By Tom Still
MADISON — One of my son’s prized possessions from our summer vacation is a three-inch replica of a space shuttle, which we bought at the National Air and Space Museum in Washington, D.C. Three-year-old Sam is obsessed with anything that flies, so even after successive trips to the museum he was still exclaiming “Wow!” and chattering with his mother and me about airplanes and rockets.

Our family toured the Air and Space Museum two days after Discovery’s 14-day mission ended in a successful, albeit delayed, return to Earth. The shuttle program is still troubled (nagging problems with heat shield tiles have postponed the next manned space flight) but the joy in Sam’s face and voice told me there’s no turning back on humankind’s quest to explore the vast reaches of space.

Space exploration is, after all, about today’s children. It is about a future in which Sam and millions of other youngsters like him will be able to ponder the twinkling lights of the night sky and seriously consider soaring off to touch them. It is about unlocking the secrets of the universe. It is about better understanding our origins, and about making practical advances in science and technology that will improve life on Earth. And someday, our ability to aim tiny rockets at hurtling asteroids millions of miles away could actually save the human race from extinction.

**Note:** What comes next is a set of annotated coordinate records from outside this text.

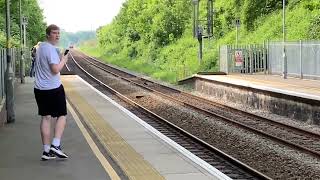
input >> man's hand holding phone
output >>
[63,49,69,56]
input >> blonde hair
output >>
[46,24,60,36]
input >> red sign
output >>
[234,51,243,66]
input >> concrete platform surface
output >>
[0,78,111,180]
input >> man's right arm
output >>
[50,55,68,74]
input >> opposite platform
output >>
[62,76,230,180]
[0,78,113,180]
[180,74,320,125]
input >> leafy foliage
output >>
[0,0,46,47]
[80,0,320,82]
[59,30,96,48]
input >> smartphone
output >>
[64,49,69,55]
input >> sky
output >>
[38,0,125,32]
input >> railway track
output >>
[64,50,271,179]
[72,50,320,158]
[63,50,319,178]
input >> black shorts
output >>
[34,85,67,117]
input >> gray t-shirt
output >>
[34,42,61,90]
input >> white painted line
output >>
[67,101,120,180]
[77,76,231,180]
[195,75,320,101]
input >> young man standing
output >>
[34,24,68,160]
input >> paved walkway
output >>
[0,78,110,180]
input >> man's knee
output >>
[42,115,51,121]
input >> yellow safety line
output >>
[63,79,164,180]
[67,102,120,180]
[228,75,320,91]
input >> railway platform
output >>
[180,74,320,125]
[0,75,230,180]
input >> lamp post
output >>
[5,0,15,123]
[282,0,288,79]
[19,0,25,84]
[192,0,199,37]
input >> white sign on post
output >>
[234,51,243,66]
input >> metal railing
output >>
[219,45,268,74]
[0,48,27,103]
[268,41,320,79]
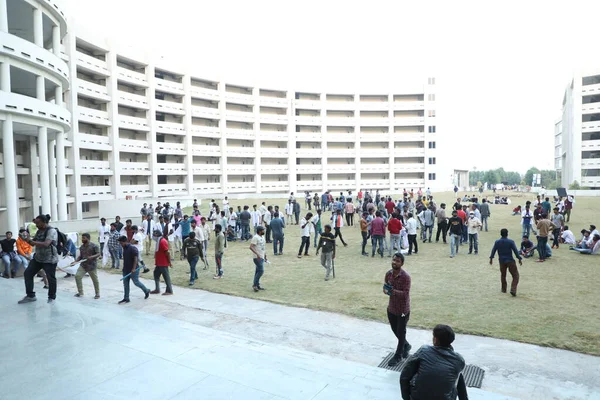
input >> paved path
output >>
[0,272,600,400]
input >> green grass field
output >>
[105,193,600,355]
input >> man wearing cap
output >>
[490,229,523,297]
[98,218,110,254]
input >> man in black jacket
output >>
[400,325,469,400]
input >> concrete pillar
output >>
[38,126,52,214]
[0,61,10,92]
[33,8,44,47]
[2,114,19,231]
[56,132,68,221]
[29,136,40,218]
[0,0,8,32]
[52,25,60,57]
[48,139,58,221]
[35,75,46,101]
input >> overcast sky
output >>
[61,0,600,173]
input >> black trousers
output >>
[388,311,410,357]
[298,236,310,255]
[23,260,56,299]
[408,235,419,254]
[435,220,448,243]
[333,228,346,246]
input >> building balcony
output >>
[75,79,110,101]
[81,186,113,201]
[77,107,112,126]
[117,90,149,110]
[154,142,187,155]
[79,160,113,175]
[75,51,110,76]
[192,106,221,119]
[154,163,187,175]
[75,133,112,151]
[192,164,221,175]
[118,162,151,175]
[121,185,151,195]
[154,99,185,115]
[192,144,221,157]
[119,139,150,154]
[154,121,185,135]
[154,78,184,94]
[119,115,150,131]
[117,67,148,87]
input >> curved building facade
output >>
[0,0,441,228]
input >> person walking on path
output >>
[405,213,419,255]
[383,251,411,367]
[19,214,58,304]
[250,225,272,292]
[75,233,101,299]
[213,224,226,279]
[435,203,448,244]
[150,230,173,296]
[119,236,150,304]
[400,325,469,400]
[479,199,492,232]
[490,229,523,297]
[298,213,313,258]
[316,225,335,281]
[536,216,553,262]
[183,232,204,286]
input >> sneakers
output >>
[18,296,37,304]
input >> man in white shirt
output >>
[560,225,575,245]
[98,218,110,254]
[298,213,313,258]
[405,212,419,255]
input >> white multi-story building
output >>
[0,0,441,230]
[554,68,600,189]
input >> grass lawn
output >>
[103,193,600,355]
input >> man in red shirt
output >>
[383,252,411,367]
[388,213,402,257]
[150,228,173,296]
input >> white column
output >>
[38,126,51,214]
[35,75,46,101]
[52,25,60,57]
[2,114,19,232]
[56,132,68,221]
[0,0,8,32]
[48,139,58,221]
[29,136,40,218]
[33,8,44,47]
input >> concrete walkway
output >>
[0,272,600,400]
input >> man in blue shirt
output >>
[490,228,523,297]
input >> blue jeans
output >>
[252,258,265,287]
[123,267,149,300]
[273,235,284,254]
[371,235,383,257]
[241,225,250,240]
[108,247,120,269]
[188,256,200,283]
[450,233,460,257]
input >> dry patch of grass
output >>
[103,193,600,355]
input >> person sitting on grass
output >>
[400,325,469,400]
[519,235,535,258]
[569,234,600,254]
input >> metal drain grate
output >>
[378,353,485,389]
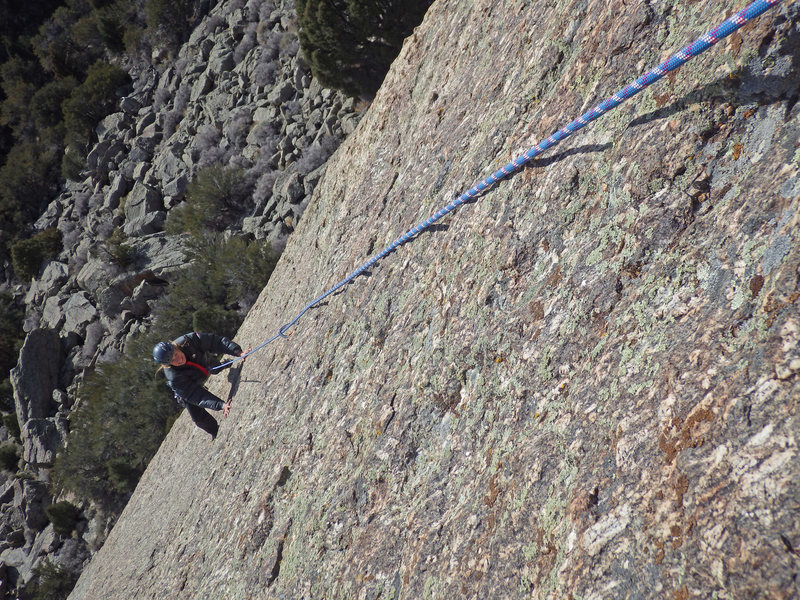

There are many reasons why space exploration, still dangerous and costly, is worth the risk. One of the biggest reasons is also the most intangible, and sometimes the hardest to explain to those who wonder why we want to revisit the moon or travel to Mars when there are so many problems to be solved on this planet.

Simply put, mankind needs challenges. It needs frontiers to explore. Look into the eyes of a three-year-old, and you will see the fires of imagination. Each generation climbs its own mountains – and leaves even higher peaks for the next to scale. That’s as true for the frontiers of art, music and economics as it is for space travel, math and science.

Nearly 50 years ago, America was shocked into the space age when the Soviet Union launched Sputnik, the world’s first artificial satellite. A sense of national emergency was born because the Cold War compelled us to maintain a competitive edge, especially in the strategic arena of space flight.

Today, there is still urgency about space travel – but we are defending against different threats. We must know more about global climate change and how that is affecting storms, polar ice loss and ocean currents. We must use orbiting eyes and ears to enhance our communications, and to act as sentinels of peace. We must learn how to use resources found on the moon (Helium-3 for fuel, for example) and beyond. And we must assess what can be learned by someday escaping the bonds of our solar system.

The shuttle program began in the late 1970s and is scheduled to last until 2010, which seems like an eternity given how much technology has changed. There have been disasters, such as the losses of Challenger in 1986 and Columbia in 2003, but there have also been triumphs. Discovery’s return to space and the improvising nature of its crew and the NASA support team will rank among those successes.

More innovation is needed, however, for the space program to grow. The days of space exploration being a government monopoly may be ending. Enterprises such as Space Adventures Ltd. and the Space Company (announced during this year’s Oshkosh fly-in) will push the envelope of technology and human experience.

If all goes well, children such as Sam will live to see things we can only imagine. The future begins with a “Wow!”